Puis, sans un adieu ni un signe, elle le quitta, retournant d’un pas indifférent sur le trottoir large où la foule passait et repassait devant les riches magasins.

Au milieu de la chaussée, des tramways filaient avec rapidité, jetant des coups de sifflet aigus, leurs rails séparant le quai en deux zones bien distinctes. D’un côté, l’industrie, le grouillement ouvrier, le labeur rude et sans trêve ; de l’autre, les boutiques regorgeant de ruineuses inutilités, la masse paresseuse des bourgeois et de leurs femmes promenant leur oisiveté, et leurs toilettes

Émile continua sa route, irrité contre lui-même, furieux des sentiments qui se heurtaient en lui.

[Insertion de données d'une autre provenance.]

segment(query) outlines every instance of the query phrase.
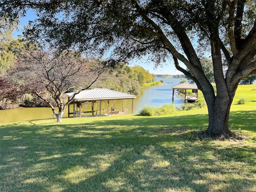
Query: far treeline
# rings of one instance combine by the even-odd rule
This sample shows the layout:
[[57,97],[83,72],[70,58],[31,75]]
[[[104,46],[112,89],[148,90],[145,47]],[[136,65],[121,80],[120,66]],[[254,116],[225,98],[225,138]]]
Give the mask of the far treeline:
[[187,78],[186,75],[184,74],[181,75],[168,75],[168,74],[156,74],[154,75],[156,78]]
[[5,24],[0,33],[0,109],[50,106],[63,112],[72,99],[64,96],[66,92],[106,88],[138,95],[143,84],[155,80],[138,65],[112,66],[14,38],[17,26]]

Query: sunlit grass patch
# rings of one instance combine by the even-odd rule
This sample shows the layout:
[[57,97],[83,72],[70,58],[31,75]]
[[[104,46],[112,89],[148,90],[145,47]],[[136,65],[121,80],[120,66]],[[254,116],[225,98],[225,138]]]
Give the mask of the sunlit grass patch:
[[256,102],[251,100],[242,105],[247,110],[232,105],[230,125],[239,139],[198,137],[207,128],[206,108],[154,117],[4,124],[0,190],[255,191]]

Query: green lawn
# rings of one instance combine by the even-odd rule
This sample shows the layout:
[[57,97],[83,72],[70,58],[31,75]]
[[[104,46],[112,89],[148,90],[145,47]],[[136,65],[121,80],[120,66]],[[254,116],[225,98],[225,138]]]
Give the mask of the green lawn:
[[206,108],[2,124],[0,191],[256,191],[256,90],[241,86],[238,139],[199,138]]

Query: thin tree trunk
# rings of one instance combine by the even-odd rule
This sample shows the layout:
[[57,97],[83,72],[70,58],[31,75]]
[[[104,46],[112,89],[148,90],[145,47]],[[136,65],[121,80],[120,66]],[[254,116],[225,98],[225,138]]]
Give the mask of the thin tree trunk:
[[61,123],[62,122],[63,114],[63,112],[59,112],[58,115],[56,116],[57,117],[57,122],[58,123]]

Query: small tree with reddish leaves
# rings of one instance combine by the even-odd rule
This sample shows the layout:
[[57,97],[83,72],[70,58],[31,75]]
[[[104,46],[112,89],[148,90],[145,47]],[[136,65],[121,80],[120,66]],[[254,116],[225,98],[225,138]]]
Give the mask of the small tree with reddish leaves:
[[[66,106],[75,95],[89,88],[106,70],[102,62],[90,62],[77,53],[66,50],[60,53],[41,50],[23,51],[16,65],[12,78],[21,81],[20,86],[24,92],[34,94],[46,102],[58,122],[62,122]],[[75,93],[67,100],[63,94],[71,90]]]

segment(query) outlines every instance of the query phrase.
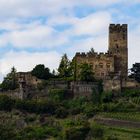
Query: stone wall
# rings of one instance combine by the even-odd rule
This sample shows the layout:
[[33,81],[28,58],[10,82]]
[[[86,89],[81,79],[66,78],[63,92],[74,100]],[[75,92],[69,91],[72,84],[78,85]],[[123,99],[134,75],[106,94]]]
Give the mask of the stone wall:
[[88,63],[92,66],[95,78],[104,79],[109,72],[114,72],[114,57],[109,53],[76,53],[75,55],[76,79],[80,72],[80,65]]
[[103,82],[103,89],[105,92],[121,92],[121,80],[120,79],[106,79]]
[[72,82],[71,90],[74,97],[84,96],[90,98],[92,96],[93,90],[98,92],[98,84],[93,82]]

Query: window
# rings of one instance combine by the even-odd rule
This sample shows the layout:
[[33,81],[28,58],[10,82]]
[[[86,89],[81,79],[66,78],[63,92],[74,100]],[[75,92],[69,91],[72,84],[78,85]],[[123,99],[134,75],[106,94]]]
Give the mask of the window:
[[102,77],[104,76],[104,73],[103,73],[103,72],[101,73],[101,76],[102,76]]
[[107,69],[110,69],[110,63],[106,64]]

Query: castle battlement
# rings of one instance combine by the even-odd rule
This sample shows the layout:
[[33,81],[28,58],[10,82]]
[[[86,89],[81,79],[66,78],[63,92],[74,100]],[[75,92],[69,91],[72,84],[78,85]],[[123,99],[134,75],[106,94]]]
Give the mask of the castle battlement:
[[109,31],[127,33],[127,24],[110,24]]
[[113,55],[110,53],[110,52],[94,52],[94,53],[91,53],[91,52],[77,52],[76,53],[76,57],[82,57],[82,58],[104,58],[104,57],[113,57]]

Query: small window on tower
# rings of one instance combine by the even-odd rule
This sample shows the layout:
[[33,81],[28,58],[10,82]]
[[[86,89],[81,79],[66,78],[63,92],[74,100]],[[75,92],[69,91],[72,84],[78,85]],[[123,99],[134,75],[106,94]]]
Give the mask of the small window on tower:
[[116,48],[117,48],[117,49],[119,48],[118,44],[116,44]]

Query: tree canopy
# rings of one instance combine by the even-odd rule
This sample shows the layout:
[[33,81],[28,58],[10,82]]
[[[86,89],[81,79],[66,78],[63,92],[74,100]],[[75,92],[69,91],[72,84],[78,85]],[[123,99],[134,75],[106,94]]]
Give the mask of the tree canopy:
[[92,66],[87,63],[83,63],[80,66],[79,77],[81,81],[86,81],[86,82],[94,81],[95,78],[94,78],[94,73],[92,71]]
[[14,90],[18,87],[18,79],[16,76],[16,69],[15,67],[11,68],[11,72],[7,74],[7,76],[4,78],[1,88],[4,91],[7,90]]
[[49,68],[45,68],[43,64],[36,65],[35,68],[31,71],[33,76],[36,76],[39,79],[49,79],[52,74],[50,73]]
[[129,77],[134,78],[140,83],[140,63],[133,64],[133,67],[131,68],[131,75]]
[[58,67],[58,72],[60,77],[70,77],[72,76],[72,63],[67,57],[67,54],[64,54],[61,58],[59,67]]

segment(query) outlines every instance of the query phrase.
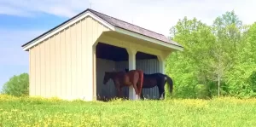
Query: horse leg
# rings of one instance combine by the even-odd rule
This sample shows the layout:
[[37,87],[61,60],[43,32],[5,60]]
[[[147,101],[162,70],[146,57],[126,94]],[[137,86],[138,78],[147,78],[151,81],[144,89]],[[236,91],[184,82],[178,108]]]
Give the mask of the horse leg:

Était-ce faiblesse, à lui, prolétaire, d’accepter le caprice d’une bourgeoise ?… ou bien, au contraire, n’était ce pas donner un soufflet aux riches que de prendre une de leurs sœurs ?…

Car, il ne s’y méprenait point, c’était une audacieuse, une cynique, mais non pas une fille… C’était bien réellement une enfant de bourgeois, une femme de ces classes qui depuis des siècles écrasaient ses frères à lui !… Oh ! la prendre !… faire l’amour avec elle comme avec la dernière des souillons, ne serait-ce pas exquis !…

Pourtant, un malaise l’emplissait, car, en même temps qu’il ressentait une joie d’humilier cette femme, il éprouvait aussi une gratitude immense pour elle, une vanité de ce qu’elle voulût bien descendre jusqu’à lui !…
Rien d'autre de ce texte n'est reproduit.